Do you remember John Thain and his infamy? Like fair-weather friends on payday, he’s back.
CIT Group Inc., the lender that is trying to regain its former stature after almost collapsing during the financial industry crisis, said late Sunday it has hired the former Merrill Lynch & Co. CEO as its chairman and chief executive.
Thain is also trying to repair his own image. He brokered Merrill's sale to Bank of America Corp. as the credit crisis peaked in the fall of 2008, but was forced to resign after the deal closed because of controversy over employee bonus payments and mounting losses at the investment bank.
CIT, which lends to more than 3,000 businesses including supermarkets and department stores, went through bankruptcy reorganization late last year after it failed to restructure billions of dollars in debt. It was also hurt by rising loan losses as more customers fell behind on repaying loans.
Thain, 54, is taking over a company that has seen its business shrink dramatically as customers fled. He'll have to find a way to bring in new customers. And he'll have to find new sources of funding because short-term lending known as commercial paper essentially disappeared during the credit crisis and has yet to revive.

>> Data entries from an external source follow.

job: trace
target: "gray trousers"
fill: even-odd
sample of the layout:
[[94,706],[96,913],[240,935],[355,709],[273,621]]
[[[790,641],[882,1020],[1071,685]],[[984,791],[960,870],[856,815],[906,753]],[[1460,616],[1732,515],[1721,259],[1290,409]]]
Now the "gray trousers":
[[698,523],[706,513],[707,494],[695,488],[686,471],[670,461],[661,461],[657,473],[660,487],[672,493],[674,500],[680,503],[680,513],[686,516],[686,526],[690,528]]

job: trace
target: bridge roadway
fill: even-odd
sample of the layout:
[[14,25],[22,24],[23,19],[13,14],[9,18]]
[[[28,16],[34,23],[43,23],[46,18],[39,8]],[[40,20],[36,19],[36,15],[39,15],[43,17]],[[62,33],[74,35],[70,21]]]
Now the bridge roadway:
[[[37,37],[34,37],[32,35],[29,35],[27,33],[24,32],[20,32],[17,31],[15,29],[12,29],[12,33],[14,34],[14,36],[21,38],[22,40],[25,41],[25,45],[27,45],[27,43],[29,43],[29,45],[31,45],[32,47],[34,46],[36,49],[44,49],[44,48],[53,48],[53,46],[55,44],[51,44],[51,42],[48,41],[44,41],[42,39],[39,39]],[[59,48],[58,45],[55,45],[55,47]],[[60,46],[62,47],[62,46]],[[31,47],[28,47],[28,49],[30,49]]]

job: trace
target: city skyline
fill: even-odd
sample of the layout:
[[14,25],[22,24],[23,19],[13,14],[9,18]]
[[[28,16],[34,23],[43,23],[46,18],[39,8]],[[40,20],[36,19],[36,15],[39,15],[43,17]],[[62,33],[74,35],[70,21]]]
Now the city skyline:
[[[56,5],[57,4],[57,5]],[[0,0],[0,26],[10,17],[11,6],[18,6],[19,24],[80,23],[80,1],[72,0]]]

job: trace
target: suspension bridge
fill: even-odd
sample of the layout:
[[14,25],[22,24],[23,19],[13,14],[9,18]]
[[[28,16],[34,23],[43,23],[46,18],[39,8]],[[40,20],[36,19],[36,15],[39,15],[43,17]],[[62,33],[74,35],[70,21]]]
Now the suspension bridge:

Analysts say Thain's experience makes him an ideal candidate to rebuild CIT's business. He was able to get Merrill shareholders the best possible price for their stock in the Bank of America deal. And as CEO of the New York Stock Exchange, he expanded the stock market through a series of mergers and acquisitions.
"He's taking on an extremely challenging situation," said Steve Hagenbuckle, managing principle of private equity fund TerraCap Partners. "If he survives and rights the ship, then I think his legacy has been written. It's a perfect storm to come out a hero or come out a failure."
Thain took over Monday. He replaced interim CEO Peter Tobin, who will remain on CIT's board of directors. Tobin had served as CEO since Jeffrey Peek retired Jan. 15.
Hal Reichwald, co-chair of the banking and specialty finance practice group at the law firm Manatt, Phelps & Phillips LLP, said Thain's job will be made easier by the fact that few other lenders picked up the business the company lost as it headed toward bankruptcy.
"No institution has stepped up to challenge CIT," Reichwald said. That could be because banks are still tentative about lending.
"The marketplace needs a CIT," Reichwald said. But, he said, CIT can only be viable long-term if it finds new sources of funding.
Thain, a former president of Goldman Sachs Group Inc., might have been brought in because of his extensive connections on Wall Street. His experience in investment banking may help CIT find a new partner or even parent, Hagenbuckle said.
CIT will pay Thain an annual cash salary of $500,000. He will also receive $5.5 million in stock annually, of which $2.5 million will be subject to a one-year holding period. The remaining $3 million cannot be sold for three years.
Thain could also receive up to $1.5 million in bonuses based on the performance of the company. The board will determine whether to award the performance-based bonuses.
Thain's deal to sell Merrill was considered a lifesaving move at the height of the financial crisis. But he was criticized for having paid out $3.6 billion in bonuses to Merrill employees just before the deal closed, and for spending more than $1 million to redecorate his office at Merrill despite its massive losses.
Thain resigned as head of global wealth management of the combined company in January 2009, after news of the bonus payments surfaced. Bank of America last week agreed to settle a case with the Securities and Exchange Commission over claims it misled shareholders about the bonuses and more than $15 billion in fourth-quarter losses at Merrill to ensure the deal would be approved… [emphasis added]
Inserted from <AP>
It seems that no matter how much these banksters fail, no matter how far their companies fall, and no matter out outrageous their abuse, they always have a multi-million dollar job waiting.